The oncogenic BRAFV600E mutation has been associated with almost half of diagnosed human melanoma cases. Its importance in progression is underscored by the ability of a phase III BRAF inhibitor to enhance treatment in the majority of melanoma patients. However, the eventual recurrence of the disease remains prominent in a substantial subset of patients treated with BRAF inhibitors, indicating a high propensity for tumor drug resistance to this therapy.
Melanoma tumors have been found to exhibit both high intertumoral heterogeneity and contain a higher levels of somatic mutations when compared with other solid tumors. Due to this heterogeneity, researchers at the Houston Methodist Research Institute believe that synergistically targeting genes and pathways cooperating with BRAFV600E to drive tumor formation may provide a more durable melanoma therapy.

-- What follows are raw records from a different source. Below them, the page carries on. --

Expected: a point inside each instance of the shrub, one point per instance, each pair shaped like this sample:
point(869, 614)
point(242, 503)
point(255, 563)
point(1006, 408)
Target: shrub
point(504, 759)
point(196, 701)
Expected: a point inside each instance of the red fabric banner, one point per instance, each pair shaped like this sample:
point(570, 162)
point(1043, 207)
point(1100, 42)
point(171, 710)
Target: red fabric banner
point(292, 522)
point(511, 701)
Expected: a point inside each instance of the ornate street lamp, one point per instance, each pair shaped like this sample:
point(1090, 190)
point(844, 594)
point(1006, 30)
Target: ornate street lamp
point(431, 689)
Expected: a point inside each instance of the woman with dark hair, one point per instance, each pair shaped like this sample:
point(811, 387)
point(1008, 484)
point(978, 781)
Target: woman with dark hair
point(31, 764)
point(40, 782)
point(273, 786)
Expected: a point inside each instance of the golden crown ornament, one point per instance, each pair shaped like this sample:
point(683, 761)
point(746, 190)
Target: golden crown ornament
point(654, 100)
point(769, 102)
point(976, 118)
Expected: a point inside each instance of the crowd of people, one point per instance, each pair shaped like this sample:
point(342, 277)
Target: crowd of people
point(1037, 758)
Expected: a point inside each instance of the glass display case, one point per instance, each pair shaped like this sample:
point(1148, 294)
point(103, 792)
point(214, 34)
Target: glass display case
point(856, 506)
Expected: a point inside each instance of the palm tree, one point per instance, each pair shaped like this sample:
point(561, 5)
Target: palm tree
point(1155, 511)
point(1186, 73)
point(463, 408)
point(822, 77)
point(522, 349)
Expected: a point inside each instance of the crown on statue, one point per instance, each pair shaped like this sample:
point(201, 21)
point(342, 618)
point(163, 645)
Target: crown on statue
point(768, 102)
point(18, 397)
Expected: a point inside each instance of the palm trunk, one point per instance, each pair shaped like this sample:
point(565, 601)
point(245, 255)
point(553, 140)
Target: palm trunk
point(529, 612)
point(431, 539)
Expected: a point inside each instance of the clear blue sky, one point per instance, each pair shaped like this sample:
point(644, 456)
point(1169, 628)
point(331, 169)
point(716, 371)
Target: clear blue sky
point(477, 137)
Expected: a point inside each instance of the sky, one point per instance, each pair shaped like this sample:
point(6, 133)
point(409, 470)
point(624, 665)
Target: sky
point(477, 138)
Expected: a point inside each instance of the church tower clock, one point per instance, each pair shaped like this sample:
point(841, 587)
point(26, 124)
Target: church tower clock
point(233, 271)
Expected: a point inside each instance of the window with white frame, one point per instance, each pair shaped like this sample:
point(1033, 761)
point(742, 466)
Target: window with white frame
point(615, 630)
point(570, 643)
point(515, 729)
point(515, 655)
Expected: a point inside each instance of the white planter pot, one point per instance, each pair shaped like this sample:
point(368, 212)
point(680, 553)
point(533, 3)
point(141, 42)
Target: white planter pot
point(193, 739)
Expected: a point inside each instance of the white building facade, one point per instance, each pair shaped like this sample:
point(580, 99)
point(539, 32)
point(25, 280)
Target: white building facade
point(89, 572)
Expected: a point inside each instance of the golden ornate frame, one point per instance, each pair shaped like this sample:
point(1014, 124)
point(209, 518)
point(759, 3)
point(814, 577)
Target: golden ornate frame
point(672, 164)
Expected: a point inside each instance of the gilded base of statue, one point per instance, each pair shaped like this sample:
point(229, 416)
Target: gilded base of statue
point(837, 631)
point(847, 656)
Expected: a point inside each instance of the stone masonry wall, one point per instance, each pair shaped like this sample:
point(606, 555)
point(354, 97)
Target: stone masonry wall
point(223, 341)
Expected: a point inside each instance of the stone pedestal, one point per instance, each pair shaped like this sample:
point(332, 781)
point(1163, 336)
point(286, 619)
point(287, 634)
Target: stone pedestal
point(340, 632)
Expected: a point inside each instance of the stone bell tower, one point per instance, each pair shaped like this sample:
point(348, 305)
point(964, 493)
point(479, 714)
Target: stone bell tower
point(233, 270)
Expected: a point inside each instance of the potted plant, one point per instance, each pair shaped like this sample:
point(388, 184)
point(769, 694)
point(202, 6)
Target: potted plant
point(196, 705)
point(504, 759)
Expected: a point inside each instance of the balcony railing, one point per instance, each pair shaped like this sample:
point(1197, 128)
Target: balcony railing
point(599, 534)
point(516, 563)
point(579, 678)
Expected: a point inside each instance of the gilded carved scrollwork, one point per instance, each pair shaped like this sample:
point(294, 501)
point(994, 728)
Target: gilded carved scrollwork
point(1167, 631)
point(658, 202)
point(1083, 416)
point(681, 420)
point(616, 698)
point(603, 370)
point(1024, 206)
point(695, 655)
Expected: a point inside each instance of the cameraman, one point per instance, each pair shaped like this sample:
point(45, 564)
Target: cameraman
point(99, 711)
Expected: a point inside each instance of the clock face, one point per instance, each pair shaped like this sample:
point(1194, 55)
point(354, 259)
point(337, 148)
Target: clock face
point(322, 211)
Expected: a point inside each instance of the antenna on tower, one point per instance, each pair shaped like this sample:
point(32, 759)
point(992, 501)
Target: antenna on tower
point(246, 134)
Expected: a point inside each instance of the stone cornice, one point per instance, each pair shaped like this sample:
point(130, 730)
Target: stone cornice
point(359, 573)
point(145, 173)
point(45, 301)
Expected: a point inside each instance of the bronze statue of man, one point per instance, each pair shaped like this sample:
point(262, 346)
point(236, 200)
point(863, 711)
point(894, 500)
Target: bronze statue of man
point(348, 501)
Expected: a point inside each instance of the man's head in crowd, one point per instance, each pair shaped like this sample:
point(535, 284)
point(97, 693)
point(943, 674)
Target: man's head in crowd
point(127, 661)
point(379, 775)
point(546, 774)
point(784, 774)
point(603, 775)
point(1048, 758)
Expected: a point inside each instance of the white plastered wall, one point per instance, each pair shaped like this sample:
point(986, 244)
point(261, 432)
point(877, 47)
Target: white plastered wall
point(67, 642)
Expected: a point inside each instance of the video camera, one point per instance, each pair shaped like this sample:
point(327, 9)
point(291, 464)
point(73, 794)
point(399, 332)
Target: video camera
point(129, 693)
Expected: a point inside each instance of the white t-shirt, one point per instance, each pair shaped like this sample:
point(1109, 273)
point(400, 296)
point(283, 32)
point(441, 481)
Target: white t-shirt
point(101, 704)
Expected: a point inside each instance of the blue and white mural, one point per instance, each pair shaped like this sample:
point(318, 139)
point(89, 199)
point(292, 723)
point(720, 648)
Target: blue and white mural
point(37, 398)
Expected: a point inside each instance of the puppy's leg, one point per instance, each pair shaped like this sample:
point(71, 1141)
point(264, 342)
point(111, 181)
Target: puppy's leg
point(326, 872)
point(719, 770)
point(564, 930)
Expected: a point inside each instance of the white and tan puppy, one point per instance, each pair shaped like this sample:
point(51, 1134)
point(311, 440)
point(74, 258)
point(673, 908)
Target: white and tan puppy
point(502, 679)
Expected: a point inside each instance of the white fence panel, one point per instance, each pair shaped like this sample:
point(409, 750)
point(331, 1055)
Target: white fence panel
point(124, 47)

Dr. Michael Mann and fellow Houston Methodist researchers used Sleeping Beauty (SB) transposon-mediated mutagenesis to identify such candidate genes and pathways. Interestingly, the research team was able to initiate melanoma-like disease in mice (expressingBRAFV600E ) using SB mutagenesis, observing that the derived mutations were cooperative with BRAFV600E.
By analyzing 77 melanomas obtained from these mice, the researchers used whole-exome sequencing to identify the spectrum of mutations found as a result of SB mutagenesis. Mutations in tumor suppressor genes were most common, an unsurprising fact considering these mutations lead to tumor evolution. Interestingly, common transposon insertion sites (CIS) genes were often found to have one or more functional connection to another CIS gene, suggesting coordination.
Moreover, there was an enrichment for transcription factors and their cognate DNA binding sites in promoters of other CIS genes. Furthermore, CIS genes were enriched for signaling pathways and biological processes, both of which seemed to be regulated at several levels, including epigenetically. Lastly, 46 CIS genes were found to be associated with patient survival and impact patient outcomes.
The key finding of this study was the identification of CEP350 as a novel tumor suppressor gene that may drive the progression of melanoma. Abrogation of CEP350 expression augmented the progression of tumor formation, highlighting its importance. Notably, the researchers state that the tumor suppressive ability of CEP350 is likely to be a dependent on the BRAFV600E oncogene.
Using SB mutagenesis, the researchers employ a systems biology stance as a means to project promising therapeutic outcomes for the future. They predict that targeting signaling pathways and nodes, identified using SB mutagenesis, will be crucial in the development of future melanoma therapies. They state that CIS genes identified using this approach should be considered as candidate genes for more durable drug therapy aimed at targeting human melanoma.